For more than a century, British politics has been a contest between two parties. That could end with Thursday’s local and devolved elections.

Reform UK is currently leading on 25%, said Politico’s poll of polls on 30 April, with the Conservatives and Greens tied on 18%, and Labour on 17%. The Liberal Democrats are just a few points behind. In Scotland, the Scottish National Party is hoping to secure an overall majority in Holyrood, while Plaid Cymru is on course to lead the devolved government in Wales.

“We’re going to see records tumble. We are living in unprecedented circumstances,” the UK’s leading polling expert, John Curtice, told The Times. “The basic assumptions of British politics – there isn’t enough space for a party to the right of the Tories or the left of Labour – have gone.”

What did the commentators say?

The fracturing of the electorate was already evident at the last general election, but has been turbo-charged over the past two years as “binary tribalism has been replaced by retail politics”, said The Times in an editorial. Voters are “more promiscuous in their favours” and, following a decade and a half of stagnant living standards, “they are prepared to take a punt on insurgent parties without kicking the tyres”.

The result is that a “nation that has long prided itself on moderation and stability” is now experiencing an “anti-establishment revolt of the sort that has gripped countries from the US and Argentina to Germany”, said Irina Anghel for Bloomberg. Reform and the Greens look set to pick up hundreds of former Labour and Conservative seats. This represents a “power shift” that would “reinforce insurgents’ local networks and party organisations across the country, helping to forestall any restoration of the two-party system by the next general election”.

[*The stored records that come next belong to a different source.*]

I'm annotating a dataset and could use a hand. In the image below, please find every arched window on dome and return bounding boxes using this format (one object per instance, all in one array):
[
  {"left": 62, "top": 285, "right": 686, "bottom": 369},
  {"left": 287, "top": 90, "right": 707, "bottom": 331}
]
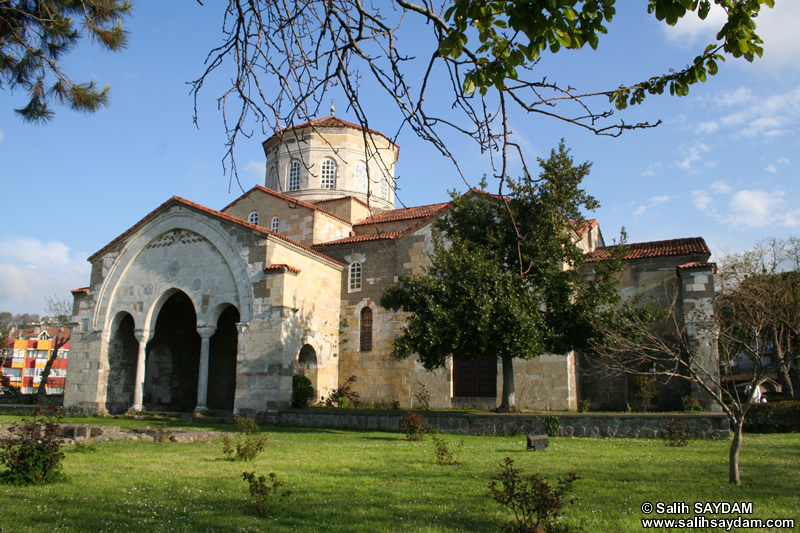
[
  {"left": 320, "top": 159, "right": 336, "bottom": 189},
  {"left": 381, "top": 173, "right": 389, "bottom": 200},
  {"left": 347, "top": 261, "right": 361, "bottom": 292},
  {"left": 360, "top": 307, "right": 372, "bottom": 352},
  {"left": 286, "top": 160, "right": 300, "bottom": 191},
  {"left": 267, "top": 167, "right": 280, "bottom": 191},
  {"left": 355, "top": 163, "right": 367, "bottom": 194}
]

“It’s the Dutch-ification of British politics,” said Simon Hix, a politics professor at the European University Institute. “Everyone used to make fun of the Netherlands, where 17 parties get elected to parliament, but this trend is happening everywhere in the world.”

“Of course, the popularity or otherwise of all parties ebbs and flows over time” and as recently as the 2017 general election Labour and the Conservatives won a massive 82.4% of the vote between them, said BBC political editor Chris Mason. “But the longer-term trend is clear”: in recent years, the “palette of popular political parties has widened” beyond the Tory-Labour duopoly.

What next?

The dawn of genuine five-party politics – or seven-way if you include nationalist parties in Scotland and Wales – in Britain “spells problems for the political system” beyond the immediate aftermath of Thursday’s vote, said Sky News data journalist Alicja Hagopian.

In the short term, electoral fragmentation “brings governability into question”, said the Financial Times. Voters are “largely moving from one left-leaning party to another, or from one right-leaning party to another, but coalitions of left and right can be hard to build”. Britain’s first-past-the-post system also “creates particular problems of democratic legitimacy”. It means that as voting fragments, candidates are elected with an ever-smaller share of votes cast. In January, Reform won a council seat from Labour in Wales with a vote share of just 22%.


“Choice is good for democracy. It gives a fairer representation of what people actually want,” said Rob Ford, professor of political science at the University of Manchester. “But this puts our electoral system for local elections under pressure, because first-past-the-post is not designed for fragmented competition between five strong parties.”